During the 1960s, jazz was closer to the mainstream and more likely to be played alongside pop music, he said.

The music Guaraldi created for the soundtrack is ambiguous and more complex than most holiday music, Sloan said. Tied to warm feelings for illustrator Charles M. Schulz’s classic comic page characters, time has made it traditional holiday music.

The list of people who have recorded “Christmas Time is Here” is long and varied. They include John Legend, Alicia Keys, Gloria Estefan, Mariah Carey, Mel Tormé, Dave Brubeck, Sarah McLachlan, Stone Temple Pilots, Chicago, and Toni Braxton.

Similarly, the unexpected places where the melody to “Linus and Lucy” have appeared testifies to how ingrained it is in American life. Michelle Obama played it on the piano when returning to her childhood home in the “Becoming” documentary. Foo Fighters included it in a rocking “Saturday Night Live” holiday medley. Prince banged it out during his last concert.

It all started in the San Francisco area, home base for Guaraldi, as it was for Mendelson and Schulz. Mendelson’s popular documentary on Willie Mays — Schulz’s favorite baseball player — convinced the reclusive cartoonist to participate in a “day in the life” film about his work. One of Mendelson’s favorite songs was Guaraldi’s breezy hit, “Cast Your Fate to the Wind,” so the jazzman was recruited for a soundtrack.

In the days before cable and streaming, Mendelson couldn’t sell the documentary, so it went unseen.

After the popularity of “Rudolph the Red-Nosed Reindeer” in 1964, a sponsor asked Mendelson if he’d considered making a “Peanuts” Christmas special. He lied that he had. Schulz agreed to outline a story, and Guaraldi came aboard, too, recycling “Linus and Lucy” from the documentary.

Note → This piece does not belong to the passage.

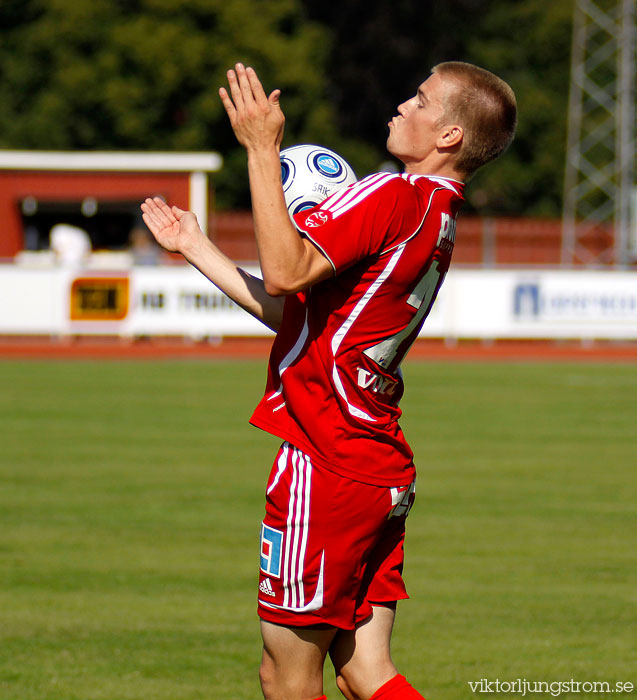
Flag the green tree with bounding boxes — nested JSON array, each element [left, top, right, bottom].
[[0, 0, 376, 207], [463, 0, 574, 216], [0, 0, 575, 214], [301, 0, 574, 216]]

Animation is time-consuming, so the team had a tight deadline to make it onto television. It was Mendelson who decided that “Christmas Time is Here” was missing something without lyrics. He asked several songwriters to take on the task, but the deadline was too daunting.

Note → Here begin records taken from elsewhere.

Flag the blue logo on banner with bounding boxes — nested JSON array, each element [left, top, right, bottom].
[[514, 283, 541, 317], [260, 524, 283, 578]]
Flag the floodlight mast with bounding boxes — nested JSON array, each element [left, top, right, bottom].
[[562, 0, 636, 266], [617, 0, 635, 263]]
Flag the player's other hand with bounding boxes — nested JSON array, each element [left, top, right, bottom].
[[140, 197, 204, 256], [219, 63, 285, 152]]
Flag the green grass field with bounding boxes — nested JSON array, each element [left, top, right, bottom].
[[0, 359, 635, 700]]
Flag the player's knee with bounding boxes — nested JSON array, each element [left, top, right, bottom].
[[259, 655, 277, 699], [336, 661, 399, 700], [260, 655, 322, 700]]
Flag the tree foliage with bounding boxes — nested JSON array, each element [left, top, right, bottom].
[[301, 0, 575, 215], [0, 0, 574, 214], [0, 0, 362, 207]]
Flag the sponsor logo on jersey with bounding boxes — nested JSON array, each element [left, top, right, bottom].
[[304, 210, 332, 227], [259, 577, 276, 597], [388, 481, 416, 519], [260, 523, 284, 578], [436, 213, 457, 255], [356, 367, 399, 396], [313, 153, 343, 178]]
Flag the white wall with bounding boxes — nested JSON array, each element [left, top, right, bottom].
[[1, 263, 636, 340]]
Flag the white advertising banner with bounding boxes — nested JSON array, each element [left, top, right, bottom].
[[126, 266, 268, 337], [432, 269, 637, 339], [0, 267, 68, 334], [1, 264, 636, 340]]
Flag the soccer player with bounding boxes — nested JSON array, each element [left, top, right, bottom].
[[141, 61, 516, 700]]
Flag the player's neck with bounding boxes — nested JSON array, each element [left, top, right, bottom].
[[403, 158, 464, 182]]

So Mendelson sat in his office and did it himself: “Christmas time is here, happiness and cheer…”

“I’ve always loved the music and the melody, but I really didn’t understand how beautiful the lyrics were until I recorded it,” said Norah Jones, who included her take on the song on a disc released last year.

“The version with the children singing is so special,” she told The Associated Press. “There’s something very unique and heartwarming about children singing.”

The St. Paul’s Church Choir from San Rafael, California, was hired to sing “Christmas Time is Here” and “Hark, the Herald Angels Sing.” Producers infuriated the choir director by choosing a slightly out-of-tune version of the carol; they thought it captured an innocence they were seeking, said Bang, who wrote liner notes for the box set.

Some at CBS were nervous before the special aired. Executives wondered if viewers would accept their favorite comic strip characters come to “life” with voices and movement. Schulz’s insistence that the show quote from the Bible gave it a religious focus that television entertainment typically steered clear of.

But it was a hit, winning Peabody and Emmy awards, and never went away.

Guaraldi never had the chance to see his music age into standards. He died of a heart attack in 1976, only 47 years old.

“He’s the best-known jazz musician whose name you don’t know, because the music from the Christmas special has become so ubiquitous,” Bang said.

Lee Mendelson died at 86 in 2019 — on Christmas Day. Jason is reluctant to say how much money his father earned from his few minutes of writing the “Christmas Time is Here” lyrics. Here’s one hint: The song makes enough money, every year, to pay for all of the extended family’s holiday shopping.

And he never tires of hearing Guaraldi’s music, frequently attending concerts where the holiday songs are recreated live.

“I’ve never seen a bad one,” he said.